His breath was coming easier now. He didn’t have to count in order to get oxygen into his lungs. His hands—his hands were still shaking. He stuffed them hurriedly into his pockets. “I get panic attacks. They’re not usually this bad.”

“How the hell did you make it through training?”

“The panic attacks are new. I didn’t used to get them.”

“You’re a firefighter. Your job is to run into burning buildings. It’s not to get you and your coworkers killed because you can’t handle the stress.”
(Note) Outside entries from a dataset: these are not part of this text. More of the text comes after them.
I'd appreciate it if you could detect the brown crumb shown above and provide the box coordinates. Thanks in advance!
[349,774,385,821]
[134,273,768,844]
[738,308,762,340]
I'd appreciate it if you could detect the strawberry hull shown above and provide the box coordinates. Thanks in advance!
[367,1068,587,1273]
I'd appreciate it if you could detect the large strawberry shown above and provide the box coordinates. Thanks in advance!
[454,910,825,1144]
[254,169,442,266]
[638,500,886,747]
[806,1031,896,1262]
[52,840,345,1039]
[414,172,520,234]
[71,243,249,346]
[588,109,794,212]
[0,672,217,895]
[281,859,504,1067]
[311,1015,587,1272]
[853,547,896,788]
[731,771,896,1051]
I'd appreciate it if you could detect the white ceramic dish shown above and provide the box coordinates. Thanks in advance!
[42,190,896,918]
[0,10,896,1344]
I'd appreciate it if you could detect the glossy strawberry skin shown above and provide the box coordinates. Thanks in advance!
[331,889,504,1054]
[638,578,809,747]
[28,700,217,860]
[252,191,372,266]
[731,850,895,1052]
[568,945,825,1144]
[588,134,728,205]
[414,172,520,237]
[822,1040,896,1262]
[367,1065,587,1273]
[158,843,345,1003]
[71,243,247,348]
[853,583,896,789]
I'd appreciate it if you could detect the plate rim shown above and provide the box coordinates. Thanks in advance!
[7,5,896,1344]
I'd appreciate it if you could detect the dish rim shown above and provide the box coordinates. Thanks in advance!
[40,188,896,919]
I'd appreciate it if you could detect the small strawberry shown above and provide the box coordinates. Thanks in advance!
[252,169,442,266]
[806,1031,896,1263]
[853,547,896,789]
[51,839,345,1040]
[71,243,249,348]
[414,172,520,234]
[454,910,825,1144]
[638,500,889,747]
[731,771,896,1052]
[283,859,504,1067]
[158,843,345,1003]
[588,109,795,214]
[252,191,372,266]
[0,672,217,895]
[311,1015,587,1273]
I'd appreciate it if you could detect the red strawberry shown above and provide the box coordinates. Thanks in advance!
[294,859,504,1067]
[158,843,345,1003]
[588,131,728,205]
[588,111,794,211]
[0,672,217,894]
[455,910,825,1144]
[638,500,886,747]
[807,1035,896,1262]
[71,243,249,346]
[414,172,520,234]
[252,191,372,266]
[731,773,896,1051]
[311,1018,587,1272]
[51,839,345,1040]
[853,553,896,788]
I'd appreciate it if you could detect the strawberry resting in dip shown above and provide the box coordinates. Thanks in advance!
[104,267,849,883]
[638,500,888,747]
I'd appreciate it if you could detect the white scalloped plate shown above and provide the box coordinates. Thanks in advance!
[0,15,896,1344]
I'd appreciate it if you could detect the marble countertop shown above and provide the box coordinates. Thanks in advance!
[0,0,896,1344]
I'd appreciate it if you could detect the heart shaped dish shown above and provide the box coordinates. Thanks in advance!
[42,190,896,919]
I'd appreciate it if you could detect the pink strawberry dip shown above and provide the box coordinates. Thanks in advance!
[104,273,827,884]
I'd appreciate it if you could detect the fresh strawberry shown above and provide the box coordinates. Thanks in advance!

“I’ve been fighting fires my entire life. They don’t stress me out.” It was real life that had him by the short and curlies. “It’s just crowds—” Crowds and the specter of his ex-boyfriend. Maybe he should just move to the country and get a dog, something big and scary to keep the nightmares at bay. Of course, a big dog would probably be loud too and he didn’t do well with noise either. He sighed. “I’ll be fine in a minute.” Hopefully.

“Did Alvarez know about this when he pushed your application to the top of the pile?”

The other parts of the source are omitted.